Common Trading Strategies with Descending Triangles
A breakout occurs when the price of an asset moves above a resistance area, or below a support area. An ideal validation of the pattern occurs when there’s a downside break with an expansion of volume for confirmation. While an increase in volume at the breakout is preferred as it indicates stronger market conviction, it is not always necessary. Unlike the ascending triangle, this time the bottom part of the triangle appears flat. The higher price however attracts more sellers and prices re-test the old lows.
- Just like feeling squeezed into that mountain valley, the descending triangle on a stock chart shows a downtrend being compressed between two converging lines.
- To find your price target, take the thickest portion of the triangle and subtract it from the breakout point.
- In this case, you will find that price action stalls at the end of a downtrend.

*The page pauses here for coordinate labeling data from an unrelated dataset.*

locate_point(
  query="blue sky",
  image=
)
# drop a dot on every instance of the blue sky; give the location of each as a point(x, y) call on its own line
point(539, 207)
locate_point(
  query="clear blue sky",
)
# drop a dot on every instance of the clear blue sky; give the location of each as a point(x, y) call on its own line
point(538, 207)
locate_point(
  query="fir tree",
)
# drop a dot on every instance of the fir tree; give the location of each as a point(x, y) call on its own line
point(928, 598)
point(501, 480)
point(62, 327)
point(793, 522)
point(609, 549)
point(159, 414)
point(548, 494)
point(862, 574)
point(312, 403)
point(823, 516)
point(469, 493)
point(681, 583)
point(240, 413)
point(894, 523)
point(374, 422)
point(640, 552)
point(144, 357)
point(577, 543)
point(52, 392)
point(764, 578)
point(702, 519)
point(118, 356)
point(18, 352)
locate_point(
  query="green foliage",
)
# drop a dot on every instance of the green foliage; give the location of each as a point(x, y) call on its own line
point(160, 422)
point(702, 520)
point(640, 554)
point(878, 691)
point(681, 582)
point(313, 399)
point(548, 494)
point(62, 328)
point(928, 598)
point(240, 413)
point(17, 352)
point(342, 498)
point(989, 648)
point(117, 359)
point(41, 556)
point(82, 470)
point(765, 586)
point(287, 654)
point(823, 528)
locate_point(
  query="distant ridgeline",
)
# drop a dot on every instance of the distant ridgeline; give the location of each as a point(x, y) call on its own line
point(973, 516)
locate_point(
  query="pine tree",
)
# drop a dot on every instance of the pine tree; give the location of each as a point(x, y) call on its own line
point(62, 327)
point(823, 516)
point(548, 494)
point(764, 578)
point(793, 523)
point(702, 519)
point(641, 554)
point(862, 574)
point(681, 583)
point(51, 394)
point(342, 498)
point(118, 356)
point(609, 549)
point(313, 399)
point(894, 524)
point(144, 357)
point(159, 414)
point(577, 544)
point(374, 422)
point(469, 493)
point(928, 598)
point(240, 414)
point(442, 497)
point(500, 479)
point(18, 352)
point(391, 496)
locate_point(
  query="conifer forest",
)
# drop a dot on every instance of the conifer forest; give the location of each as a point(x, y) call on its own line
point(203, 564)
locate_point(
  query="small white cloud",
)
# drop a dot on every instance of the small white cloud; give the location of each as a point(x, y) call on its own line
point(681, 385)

- Then you project the same from the breakout area which becomes your target price.
- The pattern should be clearly defined, with a trendline connecting the lower highs and a horizontal support line.
- A descending triangle pattern stock market example is illustrated on the daily stock chart of Groupon (GRPN) stock above.
Converging Lines
A descending triangle is a bearish price pattern that occurs in a downtrend, signaling a potential continuation of the bearish trend. It consists of at least two lows at the same level, forming a horizontal line, and two lower highs, creating a downward-sloping trend line. The descending triangle is recognized primarily in downtrends and is often thought of as a bearish signal. As you can see in the above image, the descending triangle pattern is the upside-down image of the ascending triangle pattern. The two lows on the above chart form the lower flat line of the triangle and, again, have to be only close in price action rather than exactly the same.
Step 3: Stop Loss and profit target placement
However, this is seen as a less reliable signal and is not commonly used as an entry signal. Technical tools are used to make predictions about future trends based on past performance. But remember that the market can be very unpredictable and can swing in any direction at any time. Again, like with bearish breakouts, the height of the thickest part of the triangle can be used to set a price target. Most of the time, a downward triangle formation is considered bearish, but not always. A breakout is when a stock’s price moves out of the established triangle pattern.
The minimum descending triangle chart pattern distance that price moves prior to the breakout is measured from the initial high. This distance is projected lower after price breaks out below the support level. Like with any strategy, you can use the descending triangle pattern to buy/sell stocks by knowing when to enter, take profits, and cut your losses. As we mentioned above, the simplest way to use this pattern is to buy the breakout of the triangle.
Yes, although rare, a descending triangle may appear as a reversal pattern at the end of a bullish trend. However, it generally remains a bearish pattern regardless of the prior trend. The symmetrical triangle is a triangle that is made up of lower highs and higher lows, which leads to that both lines are sloping and converging. The meaning of the pattern is then decided by the direction of the following breakout.